On the other hand, Modi’s plan to shake up farming industry regulation has presented him with a new problem: though he says the changes would allow for greater modernisation and investment in agriculture, farmers fear they will drive down prices and put them at the mercy of large corporations. Tens of thousands have taken to the capital’s surrounding area to protest, garnering widespread support and forcing the government to enter into negotiations with protest leaders.

[Read more: Emily’s June report on the rise of a dangerous new nationalism in India]

Alexei Navalny’s fight back, Russia

The plan was not for Alexei Navalny to make it to Christmas. The FSB, Russia’s principal security agency, which had been trailing the opposition leader for years, allegedly poisoned him with the lethal nerve agent Novichok in August. Yet Navalny survived after being flown, while in a coma, to Berlin, where he has been convalescing since.

Far from eliminating a challenger to the Russian president Vladimir Putin, the security services were humiliated and the identities of the team tracking Navalny exposed. Navalny then discussed the failed poisoning in detail with one alleged team member, posting a recording of the call online. Navalny has, then, made the Russian security services appear bumbling and amateurish instead of terrifyingly omnipotent, more Mr Bean than James Bond.

[Read more: Ido’s profile of Russia’s opposition leader]

Nikol Pashinyan’s disastrous war, Armenia

Armenia’s beleaguered prime minister came to power in 2018 amid a wave of optimism and hope for democratic change.
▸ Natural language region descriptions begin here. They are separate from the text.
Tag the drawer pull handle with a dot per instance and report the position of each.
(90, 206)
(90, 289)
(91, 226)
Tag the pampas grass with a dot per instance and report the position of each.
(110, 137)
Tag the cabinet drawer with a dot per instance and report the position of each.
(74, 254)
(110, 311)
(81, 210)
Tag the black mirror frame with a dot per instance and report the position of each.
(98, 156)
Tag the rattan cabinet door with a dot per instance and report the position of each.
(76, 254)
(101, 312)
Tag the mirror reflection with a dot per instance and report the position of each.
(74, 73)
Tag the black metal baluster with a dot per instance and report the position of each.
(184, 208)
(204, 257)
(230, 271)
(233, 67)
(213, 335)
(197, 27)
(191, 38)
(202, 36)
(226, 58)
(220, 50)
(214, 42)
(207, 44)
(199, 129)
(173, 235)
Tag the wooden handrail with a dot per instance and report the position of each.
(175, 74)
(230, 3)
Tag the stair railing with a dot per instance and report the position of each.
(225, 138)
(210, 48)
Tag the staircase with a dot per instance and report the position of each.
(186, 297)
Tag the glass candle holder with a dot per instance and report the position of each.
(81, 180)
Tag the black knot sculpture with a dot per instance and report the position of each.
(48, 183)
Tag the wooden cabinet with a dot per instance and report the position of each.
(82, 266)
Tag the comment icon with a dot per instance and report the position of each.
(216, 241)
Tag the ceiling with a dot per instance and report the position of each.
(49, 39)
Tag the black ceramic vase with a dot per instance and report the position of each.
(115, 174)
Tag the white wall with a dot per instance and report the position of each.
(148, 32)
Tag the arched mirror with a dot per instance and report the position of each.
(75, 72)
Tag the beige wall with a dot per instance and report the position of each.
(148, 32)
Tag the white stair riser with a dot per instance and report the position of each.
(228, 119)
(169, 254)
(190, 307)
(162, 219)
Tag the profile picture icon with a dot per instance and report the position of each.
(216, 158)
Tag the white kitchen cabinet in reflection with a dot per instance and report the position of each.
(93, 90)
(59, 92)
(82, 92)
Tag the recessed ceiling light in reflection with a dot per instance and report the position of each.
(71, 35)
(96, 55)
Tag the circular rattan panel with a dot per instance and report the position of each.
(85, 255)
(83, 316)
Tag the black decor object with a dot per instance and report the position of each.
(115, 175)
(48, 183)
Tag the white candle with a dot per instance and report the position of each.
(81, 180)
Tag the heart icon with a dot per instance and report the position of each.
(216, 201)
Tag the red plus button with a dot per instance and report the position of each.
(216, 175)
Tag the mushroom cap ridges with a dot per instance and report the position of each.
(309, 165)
But a disastrous war with neighbouring Azerbaijan over the disputed territory of Nagorno-Karabakh, which saw Armenian-backed separatists lose most of the territory they had controlled for nearly 30 years, has resulted in mass protests demanding Nikol Pashinyan’s resignation.
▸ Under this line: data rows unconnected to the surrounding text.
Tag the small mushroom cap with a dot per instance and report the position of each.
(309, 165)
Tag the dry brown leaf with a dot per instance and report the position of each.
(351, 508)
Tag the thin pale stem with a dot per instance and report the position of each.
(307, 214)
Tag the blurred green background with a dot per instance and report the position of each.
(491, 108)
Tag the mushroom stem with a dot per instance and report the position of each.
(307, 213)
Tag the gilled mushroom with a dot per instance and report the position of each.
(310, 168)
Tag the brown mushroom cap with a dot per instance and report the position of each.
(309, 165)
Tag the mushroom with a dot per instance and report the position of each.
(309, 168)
Whether Pashinyan survives politically or not, he will be remembered as the prime minister who lost Nagorno-Karabakh and reshaped the geopolitical map of the South Caucasus, forging a larger role for Turkey in Russia’s traditional backyard.

[Read more: Ido’s report from Azerbaijan, in the wake of the Nagorno-Karabakh war]
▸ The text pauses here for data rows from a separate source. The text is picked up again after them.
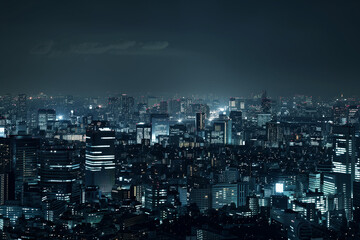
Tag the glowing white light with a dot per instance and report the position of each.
(279, 187)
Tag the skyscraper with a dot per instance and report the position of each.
(21, 108)
(344, 155)
(200, 121)
(24, 153)
(100, 156)
(45, 117)
(236, 125)
(159, 126)
(59, 174)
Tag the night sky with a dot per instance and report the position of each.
(226, 47)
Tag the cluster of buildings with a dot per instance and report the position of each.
(148, 167)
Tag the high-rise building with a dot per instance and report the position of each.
(221, 132)
(46, 117)
(200, 121)
(6, 176)
(201, 197)
(143, 133)
(226, 194)
(22, 108)
(344, 156)
(274, 133)
(340, 185)
(263, 118)
(60, 174)
(155, 195)
(163, 108)
(24, 154)
(236, 125)
(159, 126)
(340, 113)
(315, 182)
(100, 156)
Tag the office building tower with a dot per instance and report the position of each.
(152, 101)
(236, 126)
(265, 103)
(24, 157)
(275, 133)
(155, 195)
(126, 107)
(163, 108)
(6, 176)
(200, 121)
(353, 114)
(340, 185)
(143, 133)
(21, 108)
(174, 106)
(263, 118)
(225, 194)
(201, 197)
(221, 130)
(315, 182)
(59, 174)
(46, 118)
(159, 126)
(340, 113)
(344, 157)
(100, 156)
(233, 104)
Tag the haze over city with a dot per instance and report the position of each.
(179, 120)
(227, 47)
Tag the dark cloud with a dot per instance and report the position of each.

Donald Trump’s terrible, horrible, no good, very bad year, US

The outgoing US president spent weeks denying the Covid-19 pandemic posed a serious problem, and then months mishandling it (before, eventually, being infected himself). He tried to cast doubt on the legitimacy of the 2020 presidential election and still lost; he appointed a third justice to the US Supreme Court, only to have the court refuse to hear a case that might have overturned parts of the election result. He is ending 2020 by deflecting suspicion away from Russia over a huge intelligence hack. Other than that, Trump had a great year.